Philip Hinks acted for Jon Yorke (instructed by McCarthy Denning), the Independent Customer Advocate, in respect of the scheme of arrangement proposed by certain companies in the Provident group.
The Provident companies in question provided so-called ‘pay day loans’ to 4.2 million borrowers on low or moderate incomes. The interest rates charged were very high. A large number of borrowers have or may have redress claims against the Provident companies as a result of the failure by those companies to carry out requisite creditworthiness checks or to assess the suitability of the loans. Such claims are typically small in value, ranging between £500 and £1,000.
Since April 2017, the Provident companies have paid in excess of £80m to settle such redress claims. The anticipated level of future claims might well exceed £1 billion.
The central purpose of the scheme is to create and distribute a £50m compensation fund to borrowers in satisfaction of their redress claims against the relevant Provident companies. On Provident’s current estimates, this would result in borrowers recovering not more than 6% of the value of their redress claims. Without the scheme, it is Provident’s position that the relevant companies would be forced to enter an insolvency process, in which case borrowers would receive no return in respect of their claims.

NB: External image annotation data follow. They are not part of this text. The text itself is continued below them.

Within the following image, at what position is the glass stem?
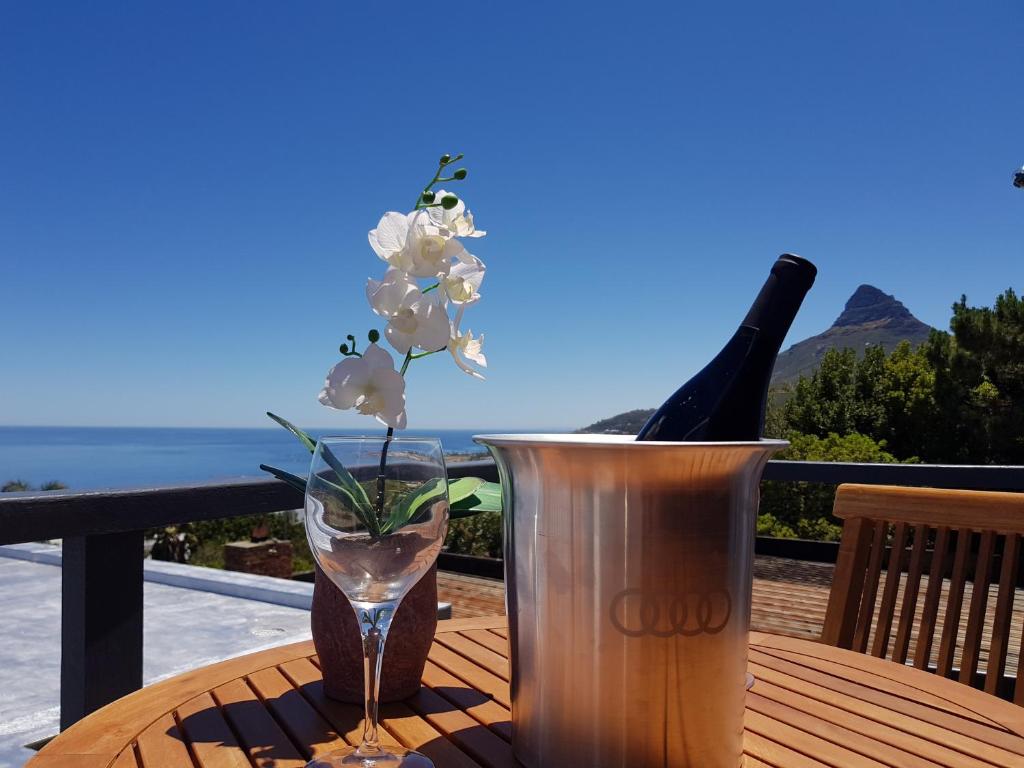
[352,602,398,757]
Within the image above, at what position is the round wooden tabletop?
[29,617,1024,768]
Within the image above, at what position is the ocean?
[0,427,512,490]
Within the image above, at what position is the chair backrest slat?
[821,484,1024,705]
[871,522,907,658]
[935,530,974,677]
[913,525,949,670]
[853,520,889,653]
[959,530,995,685]
[821,517,876,648]
[985,534,1021,693]
[892,525,928,664]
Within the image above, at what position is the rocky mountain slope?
[772,285,932,386]
[580,285,932,434]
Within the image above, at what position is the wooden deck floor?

The convening hearing took place before Sir Alastair Norris on 22 April 2021 (Re Provident SPV  EWHC 1341 (Ch)) and, after creditors voted in favour of the scheme, the sanction hearing took place before Sir Anthony Mann on 30 July 2021 (Re Provident SPV  EWHC 2217 (Ch)). On each occasion, Philip represented the Customer Advocate, whose function was to report on various matters for the benefit of the borrowers, including whether Provident’s communications to borrowers adequately explained the key facets of the scheme.